Wednesday, August 15, 2007

In Praise of John McDonald


This post is in no way about music, unless I decide to reel off some purple prose about the rhythm and musicality of a baseball player’s defensive prowess, which I won’t do. It is rather a sincere appreciation for Toronto shortstop John McDonald, who routinely makes the impossible (or the highly unlikely) appear routine.

He’s not to be confused with the scores of other John M(a)cDonalds out there. Not Sir John A. MacDonald, reputed lush and first prime minister of Canada, and not John D. MacDonald, author of such colourful classics as Dress her in Indigo and The Turquoise Lament (which, by the way, would make a wonderful/terrible band name).

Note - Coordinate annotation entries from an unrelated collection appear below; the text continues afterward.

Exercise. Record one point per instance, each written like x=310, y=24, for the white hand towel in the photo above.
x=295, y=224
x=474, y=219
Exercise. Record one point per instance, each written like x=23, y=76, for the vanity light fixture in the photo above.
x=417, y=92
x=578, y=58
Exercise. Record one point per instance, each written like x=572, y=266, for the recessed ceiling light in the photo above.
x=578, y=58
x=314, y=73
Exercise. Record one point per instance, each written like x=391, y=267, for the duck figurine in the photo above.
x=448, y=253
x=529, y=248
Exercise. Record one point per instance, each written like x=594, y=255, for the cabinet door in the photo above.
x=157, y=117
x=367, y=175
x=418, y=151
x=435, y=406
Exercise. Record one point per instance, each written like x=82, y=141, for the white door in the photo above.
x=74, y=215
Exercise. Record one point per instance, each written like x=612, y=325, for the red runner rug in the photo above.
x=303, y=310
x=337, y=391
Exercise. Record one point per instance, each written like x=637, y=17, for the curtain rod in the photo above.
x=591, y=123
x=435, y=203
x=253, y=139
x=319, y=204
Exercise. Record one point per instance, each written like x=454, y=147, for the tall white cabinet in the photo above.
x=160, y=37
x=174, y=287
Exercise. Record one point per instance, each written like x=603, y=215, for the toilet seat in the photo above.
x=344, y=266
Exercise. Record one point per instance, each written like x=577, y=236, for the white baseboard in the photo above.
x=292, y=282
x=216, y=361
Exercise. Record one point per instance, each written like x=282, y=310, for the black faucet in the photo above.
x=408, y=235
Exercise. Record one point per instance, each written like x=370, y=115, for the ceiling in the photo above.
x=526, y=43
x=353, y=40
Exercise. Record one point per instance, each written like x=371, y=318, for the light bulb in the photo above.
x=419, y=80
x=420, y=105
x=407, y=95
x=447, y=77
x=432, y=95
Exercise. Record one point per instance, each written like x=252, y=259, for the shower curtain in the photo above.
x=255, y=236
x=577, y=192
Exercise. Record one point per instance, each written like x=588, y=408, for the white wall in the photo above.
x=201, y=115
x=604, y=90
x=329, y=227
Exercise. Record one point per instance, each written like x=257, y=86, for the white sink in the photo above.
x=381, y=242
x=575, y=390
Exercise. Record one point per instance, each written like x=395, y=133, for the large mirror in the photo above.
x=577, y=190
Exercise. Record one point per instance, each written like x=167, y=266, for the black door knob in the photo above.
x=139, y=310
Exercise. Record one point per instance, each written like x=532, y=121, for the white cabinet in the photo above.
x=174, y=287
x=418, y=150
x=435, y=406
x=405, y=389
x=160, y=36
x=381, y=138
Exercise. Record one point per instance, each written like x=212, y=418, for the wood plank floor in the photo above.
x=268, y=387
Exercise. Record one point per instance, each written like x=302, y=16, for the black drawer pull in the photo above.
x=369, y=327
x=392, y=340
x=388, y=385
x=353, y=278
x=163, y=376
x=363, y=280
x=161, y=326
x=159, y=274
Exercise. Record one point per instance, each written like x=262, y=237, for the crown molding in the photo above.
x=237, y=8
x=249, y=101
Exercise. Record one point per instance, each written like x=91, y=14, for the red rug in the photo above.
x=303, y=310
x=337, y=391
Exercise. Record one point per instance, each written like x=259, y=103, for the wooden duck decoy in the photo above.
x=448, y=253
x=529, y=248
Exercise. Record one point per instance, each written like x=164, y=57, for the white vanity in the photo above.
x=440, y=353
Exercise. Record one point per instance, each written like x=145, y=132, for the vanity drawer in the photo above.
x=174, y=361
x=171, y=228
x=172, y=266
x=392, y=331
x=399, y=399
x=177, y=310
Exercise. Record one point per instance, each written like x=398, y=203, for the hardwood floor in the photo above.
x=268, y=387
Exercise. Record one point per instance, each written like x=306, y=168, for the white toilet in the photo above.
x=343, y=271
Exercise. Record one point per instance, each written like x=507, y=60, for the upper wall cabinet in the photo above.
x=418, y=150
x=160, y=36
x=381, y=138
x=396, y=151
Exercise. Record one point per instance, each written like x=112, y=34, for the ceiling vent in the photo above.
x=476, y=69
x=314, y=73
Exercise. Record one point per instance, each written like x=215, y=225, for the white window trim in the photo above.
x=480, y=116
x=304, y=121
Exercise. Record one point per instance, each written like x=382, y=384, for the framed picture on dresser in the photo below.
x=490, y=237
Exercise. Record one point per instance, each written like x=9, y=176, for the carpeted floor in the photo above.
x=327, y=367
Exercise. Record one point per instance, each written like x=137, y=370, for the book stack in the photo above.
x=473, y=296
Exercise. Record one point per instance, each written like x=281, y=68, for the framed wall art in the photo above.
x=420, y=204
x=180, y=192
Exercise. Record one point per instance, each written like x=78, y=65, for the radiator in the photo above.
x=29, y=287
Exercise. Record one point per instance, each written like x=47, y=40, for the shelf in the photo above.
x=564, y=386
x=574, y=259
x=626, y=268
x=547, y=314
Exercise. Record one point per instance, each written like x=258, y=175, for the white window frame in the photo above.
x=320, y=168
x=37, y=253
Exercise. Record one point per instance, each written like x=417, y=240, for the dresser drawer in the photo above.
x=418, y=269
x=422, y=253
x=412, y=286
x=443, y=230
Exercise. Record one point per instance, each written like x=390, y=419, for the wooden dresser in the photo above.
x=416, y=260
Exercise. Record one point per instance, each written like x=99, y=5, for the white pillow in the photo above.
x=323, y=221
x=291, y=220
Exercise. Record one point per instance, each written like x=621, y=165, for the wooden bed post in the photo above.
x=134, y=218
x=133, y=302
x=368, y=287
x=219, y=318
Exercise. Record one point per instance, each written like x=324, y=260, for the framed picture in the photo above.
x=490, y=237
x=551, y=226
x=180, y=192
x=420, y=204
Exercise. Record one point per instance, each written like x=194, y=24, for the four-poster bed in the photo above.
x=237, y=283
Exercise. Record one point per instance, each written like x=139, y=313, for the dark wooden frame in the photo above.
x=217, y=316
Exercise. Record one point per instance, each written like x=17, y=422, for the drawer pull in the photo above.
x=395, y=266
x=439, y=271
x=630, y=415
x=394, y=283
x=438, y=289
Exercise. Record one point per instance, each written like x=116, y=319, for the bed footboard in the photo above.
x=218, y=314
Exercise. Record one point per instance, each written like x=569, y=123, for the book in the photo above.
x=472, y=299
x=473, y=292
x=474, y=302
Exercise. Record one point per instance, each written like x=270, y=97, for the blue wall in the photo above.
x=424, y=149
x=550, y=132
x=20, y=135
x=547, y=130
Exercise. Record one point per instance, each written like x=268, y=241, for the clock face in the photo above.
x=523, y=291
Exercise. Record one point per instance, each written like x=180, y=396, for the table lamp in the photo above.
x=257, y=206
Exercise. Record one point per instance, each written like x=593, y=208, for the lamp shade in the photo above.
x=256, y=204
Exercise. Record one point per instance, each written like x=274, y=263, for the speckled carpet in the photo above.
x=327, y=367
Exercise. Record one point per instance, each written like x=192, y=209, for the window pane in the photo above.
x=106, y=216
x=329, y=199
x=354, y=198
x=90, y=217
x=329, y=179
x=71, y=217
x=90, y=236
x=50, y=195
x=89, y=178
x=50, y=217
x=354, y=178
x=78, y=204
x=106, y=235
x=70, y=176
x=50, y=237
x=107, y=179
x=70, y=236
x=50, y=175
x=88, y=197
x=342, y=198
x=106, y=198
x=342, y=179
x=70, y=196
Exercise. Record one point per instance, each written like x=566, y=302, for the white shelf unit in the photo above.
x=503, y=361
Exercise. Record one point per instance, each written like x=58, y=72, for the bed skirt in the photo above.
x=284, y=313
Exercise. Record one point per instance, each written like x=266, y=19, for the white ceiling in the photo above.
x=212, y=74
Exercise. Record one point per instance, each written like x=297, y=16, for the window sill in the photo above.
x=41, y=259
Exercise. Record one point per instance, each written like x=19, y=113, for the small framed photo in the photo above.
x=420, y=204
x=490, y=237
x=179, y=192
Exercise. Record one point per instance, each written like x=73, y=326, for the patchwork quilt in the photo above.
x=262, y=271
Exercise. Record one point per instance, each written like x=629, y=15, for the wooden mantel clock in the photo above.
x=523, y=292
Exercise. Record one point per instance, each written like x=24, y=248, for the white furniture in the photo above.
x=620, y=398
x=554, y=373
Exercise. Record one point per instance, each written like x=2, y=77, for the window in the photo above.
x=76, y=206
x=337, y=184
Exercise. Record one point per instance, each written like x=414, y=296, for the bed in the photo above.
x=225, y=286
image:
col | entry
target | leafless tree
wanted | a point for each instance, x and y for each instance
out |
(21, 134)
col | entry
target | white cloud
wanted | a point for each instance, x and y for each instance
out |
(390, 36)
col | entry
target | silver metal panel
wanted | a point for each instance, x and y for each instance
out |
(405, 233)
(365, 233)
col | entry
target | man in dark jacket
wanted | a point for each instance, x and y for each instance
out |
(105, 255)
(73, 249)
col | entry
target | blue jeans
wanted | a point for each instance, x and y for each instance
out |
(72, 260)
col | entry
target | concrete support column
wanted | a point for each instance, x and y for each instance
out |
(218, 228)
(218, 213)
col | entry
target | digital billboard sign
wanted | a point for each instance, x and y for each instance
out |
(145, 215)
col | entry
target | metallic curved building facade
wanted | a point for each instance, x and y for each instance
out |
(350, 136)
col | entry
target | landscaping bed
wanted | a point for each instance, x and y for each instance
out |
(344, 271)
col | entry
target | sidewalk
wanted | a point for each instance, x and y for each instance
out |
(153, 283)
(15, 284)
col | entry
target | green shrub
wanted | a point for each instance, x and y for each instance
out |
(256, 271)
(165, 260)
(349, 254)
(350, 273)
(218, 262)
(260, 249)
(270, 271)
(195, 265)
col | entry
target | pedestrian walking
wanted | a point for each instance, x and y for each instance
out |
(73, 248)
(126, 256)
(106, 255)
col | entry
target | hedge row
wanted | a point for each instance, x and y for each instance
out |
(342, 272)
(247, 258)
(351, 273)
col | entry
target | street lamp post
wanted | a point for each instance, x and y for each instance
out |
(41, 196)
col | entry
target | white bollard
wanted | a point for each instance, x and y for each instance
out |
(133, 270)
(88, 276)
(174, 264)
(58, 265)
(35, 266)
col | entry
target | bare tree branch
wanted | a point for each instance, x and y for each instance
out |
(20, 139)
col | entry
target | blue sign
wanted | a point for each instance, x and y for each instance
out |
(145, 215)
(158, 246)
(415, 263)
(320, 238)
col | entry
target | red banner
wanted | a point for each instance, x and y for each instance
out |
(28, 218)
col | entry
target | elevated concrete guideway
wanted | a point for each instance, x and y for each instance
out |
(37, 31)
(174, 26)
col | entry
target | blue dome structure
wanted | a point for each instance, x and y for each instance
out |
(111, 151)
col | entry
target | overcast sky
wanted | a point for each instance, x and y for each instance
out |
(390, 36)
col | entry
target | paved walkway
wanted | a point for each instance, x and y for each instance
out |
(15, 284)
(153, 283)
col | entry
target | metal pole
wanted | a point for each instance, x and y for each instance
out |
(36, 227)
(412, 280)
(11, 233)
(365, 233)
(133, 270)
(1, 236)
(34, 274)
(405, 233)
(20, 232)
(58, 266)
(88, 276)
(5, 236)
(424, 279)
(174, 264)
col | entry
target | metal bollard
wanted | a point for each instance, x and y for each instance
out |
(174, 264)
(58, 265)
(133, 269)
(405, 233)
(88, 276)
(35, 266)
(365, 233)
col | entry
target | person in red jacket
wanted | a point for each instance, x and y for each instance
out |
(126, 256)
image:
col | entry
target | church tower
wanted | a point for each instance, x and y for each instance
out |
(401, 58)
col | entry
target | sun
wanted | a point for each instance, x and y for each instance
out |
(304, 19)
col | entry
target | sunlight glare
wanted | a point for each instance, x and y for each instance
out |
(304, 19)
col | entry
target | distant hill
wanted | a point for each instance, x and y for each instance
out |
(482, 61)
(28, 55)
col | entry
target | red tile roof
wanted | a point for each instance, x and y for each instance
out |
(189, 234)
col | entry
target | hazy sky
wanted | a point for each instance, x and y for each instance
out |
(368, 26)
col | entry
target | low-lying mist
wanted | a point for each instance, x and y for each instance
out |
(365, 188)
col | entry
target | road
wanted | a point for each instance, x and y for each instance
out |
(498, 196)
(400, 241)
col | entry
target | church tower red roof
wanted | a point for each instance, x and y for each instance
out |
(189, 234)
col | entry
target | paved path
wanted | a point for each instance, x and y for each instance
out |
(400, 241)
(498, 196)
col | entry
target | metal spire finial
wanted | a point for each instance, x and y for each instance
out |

He’s John J. McDonald, a much-journeyed infielder who finally seems to have found a place on the left side of the Rogers Centre turf. Granted he doesn’t swing much of a stick, but he probably saves a run or two a game (maybe baseball needs the equivalent of hockey’s plus/minus stat?). And he’s a hell of a lot of fun to watch.

Diving stops, throws from his knees, short flips to Aaron Hill at second, an effortless grace while racing to cover the bag, and all of it with an air of humility, a sort of blue collar, put-your-head-down-and-do-it work ethic. No flash, no boastfulness, no trash. Just good baseball.